Dirichlet process parameters: a DP is specified by a base distribution (Gamma in this model) and a positive real number alpha_conc called the concentration parameter. The base distribution is the expected value of the process; the concentration parameter specifies how strong the prior grouping is. In the limit alpha_conc tends to 0, all types will be assigned to one group, increasing alpha_conc makes a larger number of groups increasingly likely. A relatively uninformative base distribution can be specified with parameters c(0.01, 0.00001).

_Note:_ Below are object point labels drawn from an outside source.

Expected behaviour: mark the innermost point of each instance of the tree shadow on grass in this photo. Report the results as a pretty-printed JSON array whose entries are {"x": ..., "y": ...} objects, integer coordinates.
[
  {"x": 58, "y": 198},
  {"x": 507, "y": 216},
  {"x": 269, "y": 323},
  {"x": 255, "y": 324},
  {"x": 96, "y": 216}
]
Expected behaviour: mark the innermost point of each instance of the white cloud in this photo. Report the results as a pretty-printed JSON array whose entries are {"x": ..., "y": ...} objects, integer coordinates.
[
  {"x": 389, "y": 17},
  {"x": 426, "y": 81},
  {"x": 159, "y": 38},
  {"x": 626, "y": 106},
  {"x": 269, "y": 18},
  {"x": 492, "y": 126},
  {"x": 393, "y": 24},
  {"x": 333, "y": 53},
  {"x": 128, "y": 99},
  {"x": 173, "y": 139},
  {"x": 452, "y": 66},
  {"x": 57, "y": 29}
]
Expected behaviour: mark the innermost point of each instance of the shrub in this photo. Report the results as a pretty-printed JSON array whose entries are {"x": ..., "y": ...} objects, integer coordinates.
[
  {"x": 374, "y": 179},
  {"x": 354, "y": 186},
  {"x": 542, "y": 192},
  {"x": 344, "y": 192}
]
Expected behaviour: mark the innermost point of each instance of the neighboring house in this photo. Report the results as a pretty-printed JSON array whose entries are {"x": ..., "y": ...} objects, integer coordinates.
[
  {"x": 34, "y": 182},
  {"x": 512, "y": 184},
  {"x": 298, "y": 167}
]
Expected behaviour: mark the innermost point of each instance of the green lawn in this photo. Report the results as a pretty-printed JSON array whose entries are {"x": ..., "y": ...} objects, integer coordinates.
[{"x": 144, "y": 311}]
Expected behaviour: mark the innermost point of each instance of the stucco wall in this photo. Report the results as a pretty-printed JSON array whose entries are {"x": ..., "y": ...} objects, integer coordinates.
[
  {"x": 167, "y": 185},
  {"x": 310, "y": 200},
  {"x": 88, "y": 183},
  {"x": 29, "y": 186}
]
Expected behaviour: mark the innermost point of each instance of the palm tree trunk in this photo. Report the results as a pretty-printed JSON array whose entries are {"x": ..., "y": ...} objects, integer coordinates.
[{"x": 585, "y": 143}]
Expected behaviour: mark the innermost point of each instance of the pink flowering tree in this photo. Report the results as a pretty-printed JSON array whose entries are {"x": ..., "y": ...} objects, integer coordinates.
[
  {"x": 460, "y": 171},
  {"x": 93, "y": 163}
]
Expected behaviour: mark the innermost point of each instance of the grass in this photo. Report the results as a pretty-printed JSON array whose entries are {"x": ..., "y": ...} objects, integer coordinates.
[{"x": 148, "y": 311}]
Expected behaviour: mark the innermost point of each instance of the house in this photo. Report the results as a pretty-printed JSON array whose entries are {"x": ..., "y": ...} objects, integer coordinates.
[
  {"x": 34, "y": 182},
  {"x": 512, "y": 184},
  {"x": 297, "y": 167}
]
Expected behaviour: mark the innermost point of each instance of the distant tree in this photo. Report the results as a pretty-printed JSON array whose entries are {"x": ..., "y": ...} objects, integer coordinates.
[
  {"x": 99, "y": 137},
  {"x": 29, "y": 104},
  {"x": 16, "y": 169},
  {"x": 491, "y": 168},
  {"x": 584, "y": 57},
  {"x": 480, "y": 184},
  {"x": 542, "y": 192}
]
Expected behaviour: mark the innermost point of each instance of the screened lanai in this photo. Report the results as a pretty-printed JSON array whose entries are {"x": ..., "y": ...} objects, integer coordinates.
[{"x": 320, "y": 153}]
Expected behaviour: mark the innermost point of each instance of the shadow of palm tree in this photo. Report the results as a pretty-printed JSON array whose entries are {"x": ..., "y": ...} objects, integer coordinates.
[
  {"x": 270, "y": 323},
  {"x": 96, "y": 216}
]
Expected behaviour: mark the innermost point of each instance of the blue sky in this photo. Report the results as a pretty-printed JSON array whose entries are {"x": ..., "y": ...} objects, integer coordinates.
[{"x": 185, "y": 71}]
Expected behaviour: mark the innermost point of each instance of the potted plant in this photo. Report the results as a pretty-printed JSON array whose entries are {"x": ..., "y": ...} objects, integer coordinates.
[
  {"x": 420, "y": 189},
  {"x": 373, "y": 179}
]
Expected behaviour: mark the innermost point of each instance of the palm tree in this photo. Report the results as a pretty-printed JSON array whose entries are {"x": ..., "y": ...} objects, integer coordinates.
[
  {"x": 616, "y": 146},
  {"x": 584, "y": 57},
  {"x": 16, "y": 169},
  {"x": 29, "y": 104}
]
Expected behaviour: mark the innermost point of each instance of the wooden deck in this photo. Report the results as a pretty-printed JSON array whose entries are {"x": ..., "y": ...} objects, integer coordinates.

See the vignette for further details about choosing priors.

Examples

Run this code

##########################################################################
## Access simulated data set #############################################
##########################################################################
#require(sourceR)
data(sim_SA)

##########################################################################
## Set priors ############################################################
##########################################################################

priors <- list(a = 1, r = 1, theta = c(0.01, 0.00001))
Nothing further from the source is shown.